Each year contaminated food sickens 48 million Americans and causes 3,000 deaths. As the recent federal sequester highlights, Americans depend on programs that inspect food to ensure a safe food supply. Unfortunately for those who run small farms in New England, the costs of complying with the confusing jumble of federal and state food safety laws can be daunting.
In Maine, nine towns — Brooksville, Sedgwick, Penobscot, Blue Hill, Trenton, Hope, Plymouth, Livermore and Appleton —have passed ordinances allowing food producers and processors to sell their goods directly to consumers without state or federal oversight, exempting them from licensing and inspection laws. These ordinances have created controversy and have landed at least one Maine farmer in court.
The legal issue arises from the Commerce Clause of the United States Constitution (Article I, Section 8, Clause 3). The clause states that Congress shall have power to regulate commerce among the several States. Congress has long used this authority to regulate the safety of food products placed into inter-state sales. The states can separately regulate food safety of products produced and sold solely within state borders. Maine’s Constitution similarly provides that state laws take precedence over local ordinances that frustrate the purpose of a state law.
Recently the State of Maine sued a farmer from Blue Hill Maine. The farmer had been selling unlabeled, unlicensed raw milk at his farm stand under a town ordinance, the Local Food and Community Self Governance Ordinance. Under state law, however, the farmer could not sell his milk without a license and without labeling the raw milk as unpasteurized; he also could not operate a food establishment without a license. The farmer maintained that his sales were legal under the Blue Hill ordinance, which exempts local food vendors from state licensure and inspection, provided they sell their products directly to consumers.
The court recently ruled against the farmer, finding that he was not protected under the Blue Hill ordinance. The court reasoned that state dairy law pre-empted the local ordinance because the state laws in question were clearly designed to protect consumers from illness caused by improperly handled or unpasteurized milk. The court wrote that: “It is axiomatic that a municipality may only add to the requirements of the statute, it may not take away from those requirements unless permitted to do so otherwise.”

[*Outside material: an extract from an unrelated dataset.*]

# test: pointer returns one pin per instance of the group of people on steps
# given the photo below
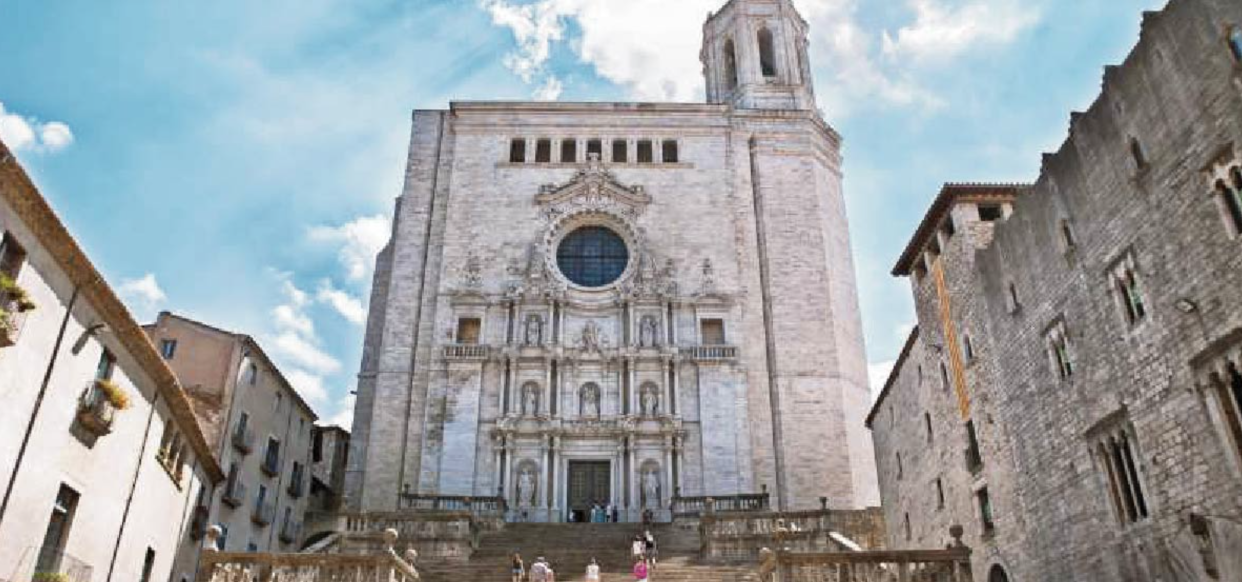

The court’s ruling makes sense in terms of following constitutional law principles and the existing food safety legal regime. The bigger policy issue not addressed by the legal decision is whether the current food safety regulatory structure is one that prices small scale farmers focused on local markets out of business. We think this is an important issue to address and are actively working on it as part of CLF’s Farm and Food Initiative.